The later member of the Rote Armee Fraktion (RAF), Holger Meins, studied camera for a brief period of time at the school shortly after its opening.
Reinhard Hauff
The dffb was the probably the most liberal film school in the world until Reinhard Hauff took over its direction in 1993. Hauff led an authoritarian and autocratic regime which radically changed the face of the school. During his first year tensions ran high and the student council called for a referundum on specific parts of Hauff's "modernization" plans, which were rejected as being against the specific culture of the school as well as being undifferentiated and ham-fisted. The first year that was subjected to Hauff's new curriculum split into two camps, and the politics reached the level of violent confrontations between individual students. Hauff backed down somewhat in light of the pressure, allowing some of the students unwilling to accept his curriculum to continue to have more liberty than was officially asserted.
In the years to come Hauff would trivialize the role of the student council and effectively neutralize the role of the organ dedicated to the representation of staff interests. At the same time Hauff brought all of his extensive network of film industry contacts to the school. This created the opportunity for the students to meet a great number of the most talented and respected film professionals in Germany. His role in preventing the closure of the school due to efforts by the city of Berlin to reduce its expenitures have yet to be documented.
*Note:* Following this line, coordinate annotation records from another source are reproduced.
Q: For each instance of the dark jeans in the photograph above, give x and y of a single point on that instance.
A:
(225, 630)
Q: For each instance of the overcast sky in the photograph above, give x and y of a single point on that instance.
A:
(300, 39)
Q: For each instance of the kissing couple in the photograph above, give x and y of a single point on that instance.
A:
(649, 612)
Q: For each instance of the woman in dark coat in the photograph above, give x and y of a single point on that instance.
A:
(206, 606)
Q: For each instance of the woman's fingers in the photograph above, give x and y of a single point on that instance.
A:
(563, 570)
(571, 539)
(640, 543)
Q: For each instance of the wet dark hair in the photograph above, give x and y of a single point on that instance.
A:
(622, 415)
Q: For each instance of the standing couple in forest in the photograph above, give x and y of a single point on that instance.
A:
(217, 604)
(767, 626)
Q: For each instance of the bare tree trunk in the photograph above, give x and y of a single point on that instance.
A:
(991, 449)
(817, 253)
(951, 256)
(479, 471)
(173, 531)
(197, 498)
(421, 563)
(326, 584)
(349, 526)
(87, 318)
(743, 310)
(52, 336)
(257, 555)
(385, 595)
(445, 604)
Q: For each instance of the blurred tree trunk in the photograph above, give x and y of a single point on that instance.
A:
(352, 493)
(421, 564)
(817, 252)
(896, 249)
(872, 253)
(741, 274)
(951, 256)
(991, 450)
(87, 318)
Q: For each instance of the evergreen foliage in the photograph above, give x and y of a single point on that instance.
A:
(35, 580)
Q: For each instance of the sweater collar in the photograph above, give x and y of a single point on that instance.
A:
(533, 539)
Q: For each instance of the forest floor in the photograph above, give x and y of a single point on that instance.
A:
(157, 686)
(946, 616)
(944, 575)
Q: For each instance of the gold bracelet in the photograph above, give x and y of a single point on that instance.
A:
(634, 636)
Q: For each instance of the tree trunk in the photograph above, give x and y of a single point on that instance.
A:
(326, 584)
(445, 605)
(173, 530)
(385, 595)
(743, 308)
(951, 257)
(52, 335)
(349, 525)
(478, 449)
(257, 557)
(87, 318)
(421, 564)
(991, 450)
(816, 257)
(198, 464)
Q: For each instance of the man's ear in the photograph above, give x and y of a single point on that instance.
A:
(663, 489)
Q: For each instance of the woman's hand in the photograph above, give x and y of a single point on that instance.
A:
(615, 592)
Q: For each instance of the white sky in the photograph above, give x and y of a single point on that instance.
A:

He remained an ambivalent figure and there was considerable relief on the part of many past und current students when the news of his departure was announced. There is no doubt that Hauff exercised an extensive approach of patronage to students he chose to support, while subjecting others to withering and often abrasive, if not senseless, criticism. Many of the students whose work Hauff bitterly opposed went on to win both significant prizes at film festivals at home and abroad. This created the irony of Hauff representing the very films at festivals around the world that he had personally attempted to undermine.